9.) This isn’t to say that the game doesn’t do some additional new things that are worth mentioning. While the game lacks the airship and boat options of the prior releases, it brings some more combat oriented tools to the table. There are Grimoire Stones, which hold some skills from other character classes within them and, when equipped, add those to the character, allowing that character to expand their skillset or weapon compliment a bit. Grimoire Stones can also spawn their own stones in turn in combat under ideal (and not entirely clear) conditions, allowing you to generate and combine stones to build solid, multi-functional characters as needed. Your Mansion also adds all new functionality to the game, allowing you to pass along Grimoire Stones via your Guild Card and through Street Pass and QR Codes, while also offering up additional missions, item storage and more novelties (though why it can’t act as a free inn or guild hall I don’t know). There are other novelties that pop up here and there, like the Floor Jump option that lets you jump to the next floor stairs if you’ve mapped out a floor already and such, though how much more the game will add as you progress remains to be seen.
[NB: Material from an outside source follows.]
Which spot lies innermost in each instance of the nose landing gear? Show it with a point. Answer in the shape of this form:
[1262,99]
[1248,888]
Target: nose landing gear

10.) Etrian Odyssey Untold: The Millennium Girl is shaping up to be a pretty solid remake of the original game in the series, and looks like it might be able to bridge the gap between franchise fans and more casual players, if not the hardest of the diehard. The game is looking and sounding pretty solid and includes all of the details that make the franchise a favorite for many on the 3DS, but is adding a bunch of new features to expand the game and appeal to a wider market. A full storyline with animated cutscenes and two easier difficulties should be appealing to those who found the prior games too challenging or too dull in presentation, and should offer new options for those who’ve seen the game before. New gameplay mechanics, FOEs and dungeons to explore should also open up the game to those who have beaten the original game to power, and make the remake an attractive proposition if you’re a fan who’s seen it all. Etrian Odyssey Untold: The Millennium Girl should be dropping into stores on October 1st, and we’ll keep our eyes on it as it comes closer to launch to let you know what we think of the final product.